Digital IDs are essential requirements as we move into a digital world where we shop, access services and conduct financial transactions online. Governments seek to digitize citizens’ data in an effort to universalize government services, while industries such as banking and communications aim to create more seamless processes for their products and services. Nigeria launched a digital ID system in 2014, but as of 2019, only 19% of Nigerians had registered for the ID (Premium Times, 2019). This pales in comparison to a country like Estonia where 98% of the population have digital IDs.

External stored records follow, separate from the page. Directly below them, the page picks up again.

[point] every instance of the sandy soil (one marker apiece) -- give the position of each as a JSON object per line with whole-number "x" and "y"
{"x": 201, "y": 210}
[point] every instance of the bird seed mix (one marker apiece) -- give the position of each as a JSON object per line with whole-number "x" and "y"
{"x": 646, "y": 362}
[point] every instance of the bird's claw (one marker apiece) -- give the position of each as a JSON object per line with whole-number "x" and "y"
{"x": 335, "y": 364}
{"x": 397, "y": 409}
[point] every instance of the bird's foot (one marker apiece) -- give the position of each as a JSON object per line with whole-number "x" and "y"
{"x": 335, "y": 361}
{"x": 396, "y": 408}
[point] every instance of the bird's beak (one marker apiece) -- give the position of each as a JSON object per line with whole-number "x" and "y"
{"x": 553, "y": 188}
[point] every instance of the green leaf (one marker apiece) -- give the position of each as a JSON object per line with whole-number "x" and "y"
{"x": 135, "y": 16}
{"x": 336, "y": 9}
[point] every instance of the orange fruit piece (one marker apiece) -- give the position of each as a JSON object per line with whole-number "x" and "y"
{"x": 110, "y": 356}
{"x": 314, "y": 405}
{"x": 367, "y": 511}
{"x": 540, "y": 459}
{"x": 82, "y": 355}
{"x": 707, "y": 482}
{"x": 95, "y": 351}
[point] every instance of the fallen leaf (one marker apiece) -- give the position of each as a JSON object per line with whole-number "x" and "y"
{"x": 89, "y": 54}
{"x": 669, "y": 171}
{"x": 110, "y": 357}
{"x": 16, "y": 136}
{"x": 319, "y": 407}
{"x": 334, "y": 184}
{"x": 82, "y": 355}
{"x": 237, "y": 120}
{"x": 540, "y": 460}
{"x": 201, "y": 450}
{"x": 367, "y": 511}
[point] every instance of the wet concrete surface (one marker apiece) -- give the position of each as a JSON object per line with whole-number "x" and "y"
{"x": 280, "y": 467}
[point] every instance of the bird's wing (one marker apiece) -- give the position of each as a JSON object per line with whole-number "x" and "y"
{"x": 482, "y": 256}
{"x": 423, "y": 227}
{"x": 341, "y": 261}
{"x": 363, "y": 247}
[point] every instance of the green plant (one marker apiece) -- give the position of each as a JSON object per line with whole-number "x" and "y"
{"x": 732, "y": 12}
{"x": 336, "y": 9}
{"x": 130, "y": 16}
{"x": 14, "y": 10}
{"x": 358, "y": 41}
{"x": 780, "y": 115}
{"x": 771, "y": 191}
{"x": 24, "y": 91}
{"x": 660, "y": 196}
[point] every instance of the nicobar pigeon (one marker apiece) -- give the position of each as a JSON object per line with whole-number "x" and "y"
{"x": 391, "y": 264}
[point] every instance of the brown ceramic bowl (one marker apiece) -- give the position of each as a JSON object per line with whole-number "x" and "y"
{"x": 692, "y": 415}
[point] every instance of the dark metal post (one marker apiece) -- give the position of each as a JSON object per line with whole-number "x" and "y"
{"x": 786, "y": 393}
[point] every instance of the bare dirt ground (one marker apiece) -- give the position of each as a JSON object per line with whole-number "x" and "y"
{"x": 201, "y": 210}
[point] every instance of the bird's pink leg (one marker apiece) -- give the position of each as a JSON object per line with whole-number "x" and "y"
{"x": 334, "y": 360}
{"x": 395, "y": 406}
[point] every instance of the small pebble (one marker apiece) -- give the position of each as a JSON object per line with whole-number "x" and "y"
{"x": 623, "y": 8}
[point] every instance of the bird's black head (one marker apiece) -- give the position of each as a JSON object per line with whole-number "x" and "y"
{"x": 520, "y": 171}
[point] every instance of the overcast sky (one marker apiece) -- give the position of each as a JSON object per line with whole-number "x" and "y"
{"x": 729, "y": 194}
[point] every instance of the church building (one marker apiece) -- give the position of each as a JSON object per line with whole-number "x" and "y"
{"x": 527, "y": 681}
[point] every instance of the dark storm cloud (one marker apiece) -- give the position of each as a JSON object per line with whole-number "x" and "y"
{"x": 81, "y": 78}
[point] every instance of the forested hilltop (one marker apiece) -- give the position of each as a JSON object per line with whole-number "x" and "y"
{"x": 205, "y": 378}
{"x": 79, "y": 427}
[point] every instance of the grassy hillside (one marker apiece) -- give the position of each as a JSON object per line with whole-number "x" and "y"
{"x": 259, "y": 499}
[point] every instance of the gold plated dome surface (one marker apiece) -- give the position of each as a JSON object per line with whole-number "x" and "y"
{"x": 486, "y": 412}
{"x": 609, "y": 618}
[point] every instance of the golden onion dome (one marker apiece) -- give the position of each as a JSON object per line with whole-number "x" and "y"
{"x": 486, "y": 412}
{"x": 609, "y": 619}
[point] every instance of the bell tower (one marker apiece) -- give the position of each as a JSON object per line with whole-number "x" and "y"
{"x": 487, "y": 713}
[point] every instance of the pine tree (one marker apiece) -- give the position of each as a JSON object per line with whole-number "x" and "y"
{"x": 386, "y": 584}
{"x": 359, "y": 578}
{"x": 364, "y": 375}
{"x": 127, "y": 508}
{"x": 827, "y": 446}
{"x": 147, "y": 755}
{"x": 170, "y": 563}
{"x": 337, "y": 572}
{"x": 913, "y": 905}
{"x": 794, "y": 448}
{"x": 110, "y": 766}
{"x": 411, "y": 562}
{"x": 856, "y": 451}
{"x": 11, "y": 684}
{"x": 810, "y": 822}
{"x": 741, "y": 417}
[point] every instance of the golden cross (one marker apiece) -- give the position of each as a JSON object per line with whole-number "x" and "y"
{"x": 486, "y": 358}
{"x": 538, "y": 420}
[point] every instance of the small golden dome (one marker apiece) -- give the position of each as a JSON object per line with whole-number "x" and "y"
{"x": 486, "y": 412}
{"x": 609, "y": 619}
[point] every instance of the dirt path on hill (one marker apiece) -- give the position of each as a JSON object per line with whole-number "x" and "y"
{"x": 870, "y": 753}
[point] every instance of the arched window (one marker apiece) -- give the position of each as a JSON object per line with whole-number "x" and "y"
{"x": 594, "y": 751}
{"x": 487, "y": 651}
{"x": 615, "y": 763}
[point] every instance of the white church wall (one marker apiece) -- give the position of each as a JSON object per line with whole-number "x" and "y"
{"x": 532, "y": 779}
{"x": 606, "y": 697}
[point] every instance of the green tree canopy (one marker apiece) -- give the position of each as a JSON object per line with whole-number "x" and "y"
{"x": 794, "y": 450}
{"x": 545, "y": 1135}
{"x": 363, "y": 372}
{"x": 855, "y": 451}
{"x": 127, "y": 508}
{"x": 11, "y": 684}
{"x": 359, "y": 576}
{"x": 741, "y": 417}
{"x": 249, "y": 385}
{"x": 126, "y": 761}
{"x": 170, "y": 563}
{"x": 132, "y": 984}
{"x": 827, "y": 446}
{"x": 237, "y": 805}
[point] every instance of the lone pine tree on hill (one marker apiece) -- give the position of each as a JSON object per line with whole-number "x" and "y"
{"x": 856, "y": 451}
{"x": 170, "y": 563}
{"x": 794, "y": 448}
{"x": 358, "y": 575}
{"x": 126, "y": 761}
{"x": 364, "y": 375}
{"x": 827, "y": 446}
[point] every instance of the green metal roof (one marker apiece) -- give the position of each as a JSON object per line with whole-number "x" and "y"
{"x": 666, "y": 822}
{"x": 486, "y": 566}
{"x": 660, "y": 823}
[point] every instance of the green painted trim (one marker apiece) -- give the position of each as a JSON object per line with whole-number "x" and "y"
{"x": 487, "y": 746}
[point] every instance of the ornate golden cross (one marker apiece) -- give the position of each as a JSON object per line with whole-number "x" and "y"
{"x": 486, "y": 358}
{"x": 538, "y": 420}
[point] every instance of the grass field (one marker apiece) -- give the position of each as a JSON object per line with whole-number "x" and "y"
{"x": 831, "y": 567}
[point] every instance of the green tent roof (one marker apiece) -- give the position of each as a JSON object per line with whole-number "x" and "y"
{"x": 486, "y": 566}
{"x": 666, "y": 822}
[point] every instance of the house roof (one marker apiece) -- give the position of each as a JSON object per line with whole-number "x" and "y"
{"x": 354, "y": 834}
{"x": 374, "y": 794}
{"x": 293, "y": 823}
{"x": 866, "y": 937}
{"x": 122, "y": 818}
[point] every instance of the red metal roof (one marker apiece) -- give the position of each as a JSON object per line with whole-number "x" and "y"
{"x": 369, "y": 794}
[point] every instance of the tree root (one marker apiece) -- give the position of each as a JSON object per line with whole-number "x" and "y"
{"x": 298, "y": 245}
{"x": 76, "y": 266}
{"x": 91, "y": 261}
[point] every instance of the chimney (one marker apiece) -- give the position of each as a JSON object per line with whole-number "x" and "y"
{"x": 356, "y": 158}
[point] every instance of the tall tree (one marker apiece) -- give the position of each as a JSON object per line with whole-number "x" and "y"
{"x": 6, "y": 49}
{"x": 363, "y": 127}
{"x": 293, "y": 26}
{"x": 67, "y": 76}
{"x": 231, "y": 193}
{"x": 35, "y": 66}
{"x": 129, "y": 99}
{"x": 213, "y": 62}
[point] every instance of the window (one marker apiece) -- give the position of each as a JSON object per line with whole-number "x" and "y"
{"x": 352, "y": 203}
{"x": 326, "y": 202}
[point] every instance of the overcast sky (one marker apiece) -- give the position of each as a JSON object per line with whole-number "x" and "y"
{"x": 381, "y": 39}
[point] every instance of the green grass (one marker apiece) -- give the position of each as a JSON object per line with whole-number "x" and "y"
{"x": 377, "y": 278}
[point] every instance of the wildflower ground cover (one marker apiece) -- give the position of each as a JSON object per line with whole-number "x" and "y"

Whilst Digital IDs can facilitate access to financial services, healthcare, buying a SIM card and voting, others have argued they pose one of the gravest risks to human rights of any technology that we have encountered and this might get worse in the future. A digital ‘YOU’ can be tracked and every action you take documented, paving the way for regimes of surveillance and control where the government knows every step you take. Moreover, digital IDs can facilitate an understanding of who you are by companies who want to exploit your basic nature for financial gain. There is also the issue of your data/details falling into the hands of an imposter.
Whilst digital IDs clearly have their advantages especially in areas like financial fraud detection or reducing electoral fraud, they also have their disadvantages. Digital IDs can be exploited if proper checks are not in place. Does the idea of a ‘digital YOU' scare you?